The fully configured platform should be able to process images in applications, like, for example Digital Subtraction Angiography, at the full acquisition rate, starting with detector correction all the way to final display, and still leave substantial headroom for new development.
To test this, and to provide some useful functionality from the start, we are developing several examples of image processing modules. Eventually those modules will be made available in a Python library function.
The first ones that we can demonstrate are: the FFT module, convolution with large uniform kernel and (our original) Localized Windowing filter.
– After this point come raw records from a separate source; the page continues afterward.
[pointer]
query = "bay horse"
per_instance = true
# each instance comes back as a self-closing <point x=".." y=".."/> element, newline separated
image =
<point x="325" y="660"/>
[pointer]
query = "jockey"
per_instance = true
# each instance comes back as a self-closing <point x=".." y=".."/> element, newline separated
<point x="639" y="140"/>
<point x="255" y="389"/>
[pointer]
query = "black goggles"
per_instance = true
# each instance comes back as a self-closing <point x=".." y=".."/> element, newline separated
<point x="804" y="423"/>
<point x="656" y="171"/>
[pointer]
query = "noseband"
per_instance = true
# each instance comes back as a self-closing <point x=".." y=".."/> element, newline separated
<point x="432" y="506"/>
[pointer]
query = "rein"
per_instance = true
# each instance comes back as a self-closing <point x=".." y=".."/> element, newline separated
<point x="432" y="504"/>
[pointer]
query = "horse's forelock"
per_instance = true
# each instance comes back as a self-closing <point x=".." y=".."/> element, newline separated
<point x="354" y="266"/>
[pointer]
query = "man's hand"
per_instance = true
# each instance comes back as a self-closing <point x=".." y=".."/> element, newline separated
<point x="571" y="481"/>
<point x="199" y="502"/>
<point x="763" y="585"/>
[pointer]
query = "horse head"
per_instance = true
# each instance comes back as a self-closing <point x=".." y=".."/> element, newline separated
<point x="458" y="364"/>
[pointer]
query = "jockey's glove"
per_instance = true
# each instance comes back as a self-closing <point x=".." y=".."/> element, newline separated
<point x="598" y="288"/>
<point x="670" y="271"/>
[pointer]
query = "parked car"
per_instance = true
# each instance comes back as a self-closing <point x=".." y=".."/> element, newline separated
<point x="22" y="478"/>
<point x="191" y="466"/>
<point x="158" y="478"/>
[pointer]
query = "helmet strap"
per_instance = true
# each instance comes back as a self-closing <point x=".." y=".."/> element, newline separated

In the past, for applications like digital angiography, large-kernel operation was a major obstacle in using GPU throughout the entire image processing chain.
The preliminary performance, that we can demonstrate on a middle-grade GPU in processing 1024x1024 images (32-bit floating-point pixels) are:
- Complex FFT - 3 ms
- Convolution with large uniform kernel (201x201 kernel) - 1.3 ms
- Localized Windowing - 0.9 ms
More real-time applications is under developmen: Iterative image denoising (modified TV method), motion compensated temporal filtering, object/device detection and tracking.
Localized Image Windowing
This is our original (patent pending) proposal for image enchancement.
The general idea behind it is to optimize the values of window-level (image brightness) and window-width (image contrast) not globally for the entire image - as it is being done today - but locally, gradually varying those values across the image area. We think that this is superior to other methods as it allows to preserve small image details in both, dark and bright areas. The algorithm leverages of our method for effective computation of large-kernel scan functions on the GPU.
Original image:

Image after the Localized Windowing is applied:

The Localized Windowing algorithm optimizes values of the window center and window width across the image area. The image above was computed with windowing values looking as shown below:

Visualisation of windowing parameters applied to the image.
On the left: window center. On the right: window width.